From the Department of Cardiology, University Medical Center Groningen, University of Groningen, the Netherlands (P.v.d.M., N.G.B., B.D.W., D.J.v.V.); Cardiovascular Division, Brigham and Women's Hospital, Boston, MA (M.A.P., S.D.S.), Amgen, Thousand Oaks, CA (K.O.); Department of Medicine, University of Minnesota Medical School and VA Medical Center, Minneapolis (I.S.A.); BHF Cardiovascular Research Centre, University of Glasgow, United Kingdom (J.J.V.M.); Department of Medicine, Sahlgrenska Academy, University of Gothenburg, Sweden (K.S.); and Department of Medicine, Cleveland Clinic, OH (J.B.Y.).
Circ Heart Fail. 2018 Feb;11(2):e004431. doi: 10.1161/CIRCHEARTFAILURE.117.004431.
A poor response to erythropoiesis-stimulating agents such as darbepoetin alfa has been associated with adverse outcomes in patients with diabetes mellitus, chronic kidney disease, and anemia; whether this is also true in heart failure is unclear.

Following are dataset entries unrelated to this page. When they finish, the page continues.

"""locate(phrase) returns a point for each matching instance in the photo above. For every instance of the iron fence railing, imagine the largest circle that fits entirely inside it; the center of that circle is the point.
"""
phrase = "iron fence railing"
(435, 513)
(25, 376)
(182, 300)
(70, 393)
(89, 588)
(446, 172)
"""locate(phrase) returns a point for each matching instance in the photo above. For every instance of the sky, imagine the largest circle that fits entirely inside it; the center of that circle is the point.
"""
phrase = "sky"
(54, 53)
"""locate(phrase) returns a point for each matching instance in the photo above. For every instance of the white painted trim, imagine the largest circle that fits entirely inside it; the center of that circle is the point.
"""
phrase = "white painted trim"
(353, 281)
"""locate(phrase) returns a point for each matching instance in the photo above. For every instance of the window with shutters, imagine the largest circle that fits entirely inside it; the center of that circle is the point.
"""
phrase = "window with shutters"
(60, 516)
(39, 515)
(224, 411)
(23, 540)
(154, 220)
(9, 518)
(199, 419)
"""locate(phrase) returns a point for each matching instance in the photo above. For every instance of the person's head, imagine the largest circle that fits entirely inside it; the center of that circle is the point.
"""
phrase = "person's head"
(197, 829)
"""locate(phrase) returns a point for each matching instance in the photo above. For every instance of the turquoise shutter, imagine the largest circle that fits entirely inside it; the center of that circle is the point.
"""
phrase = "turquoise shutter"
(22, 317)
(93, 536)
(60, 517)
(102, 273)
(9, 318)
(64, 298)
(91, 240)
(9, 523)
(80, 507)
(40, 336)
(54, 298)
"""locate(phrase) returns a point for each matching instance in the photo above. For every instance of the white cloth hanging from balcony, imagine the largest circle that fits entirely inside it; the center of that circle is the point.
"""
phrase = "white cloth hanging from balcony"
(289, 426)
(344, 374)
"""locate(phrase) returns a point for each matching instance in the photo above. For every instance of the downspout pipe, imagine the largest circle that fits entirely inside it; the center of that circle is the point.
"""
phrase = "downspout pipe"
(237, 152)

We performed a post hoc analysis of the RED-HF trial (Reduction of Events by Darbepoetin Alfa in Heart Failure), in which 1008 patients with systolic heart failure and anemia (hemoglobin level, 9.0-12.0 g/dL) were randomized to darbepoetin alfa. We examined the relationship between the hematopoietic response to darbepoetin alfa and the incidence of all-cause death or first heart failure hospitalization during a follow-up of 28 months. For the purposes of the present study, patients in the lowest quartile of hemoglobin change after 4 weeks were considered nonresponders. The median initial hemoglobin change in nonresponders (n=252) was -0.25 g/dL and +1.00 g/dL in the remainder of patients (n=756). Worse renal function, lower sodium levels, and less use of angiotensin-converting enzyme inhibitors or angiotensin receptor blockers were independently associated with nonresponse. Although a low endogenous erythropoietin level helped to differentiate responders from nonresponders, its predictive value in a multivariable model was poor (C statistic=0.69). Nonresponders had a higher rate of all-cause death or first heart failure hospitalization (hazard ratio, 1.25; 95% confidence interval, 1.02-1.54) and a higher risk of all-cause mortality (hazard ratio, 1.30; 95% confidence interval, 1.04-1.63) than responders.
A poor response to darbepoetin alfa was associated with worse outcomes in heart failure patients with anemia. Patients with a poor response were difficult to identify using clinical and biochemical biomarkers.
URL: https://www.clinicaltrials.gov. Unique identifier: NCT00358215.
促红细胞生成素刺激剂(如达贝泊汀α)反应不佳与糖尿病、慢性肾脏病和贫血患者的不良结局相关;但在心力衰竭中是否也是如此尚不清楚。
我们对 RED-HF 试验(心力衰竭中达贝泊汀α降低事件)进行了事后分析,该试验纳入了 1008 例射血分数降低的心力衰竭伴贫血(血红蛋白水平 9.0-12.0 g/dL)患者,随机分为达贝泊汀α组。我们检查了达贝泊汀α的造血反应与 28 个月随访期间全因死亡或首次心力衰竭住院的发生率之间的关系。就本研究而言,4 周后血红蛋白变化最低四分位数的患者被认为是无反应者。无反应者(n=252)的初始血红蛋白中位数变化为-0.25 g/dL,其余患者(n=756)的变化为+1.00 g/dL。肾功能更差、血钠水平更低、血管紧张素转换酶抑制剂或血管紧张素受体阻滞剂的使用率更低与无反应相关。尽管低内源性促红细胞生成素水平有助于区分反应者和无反应者,但在多变量模型中其预测价值较差(C 统计量=0.69)。无反应者的全因死亡或首次心力衰竭住院发生率较高(风险比,1.25;95%置信区间,1.02-1.54),全因死亡率风险也较高(风险比,1.30;95%置信区间,1.04-1.63)。
达贝泊汀α反应不佳与贫血心力衰竭患者的不良结局相关。使用临床和生化生物标志物难以识别反应不佳的患者。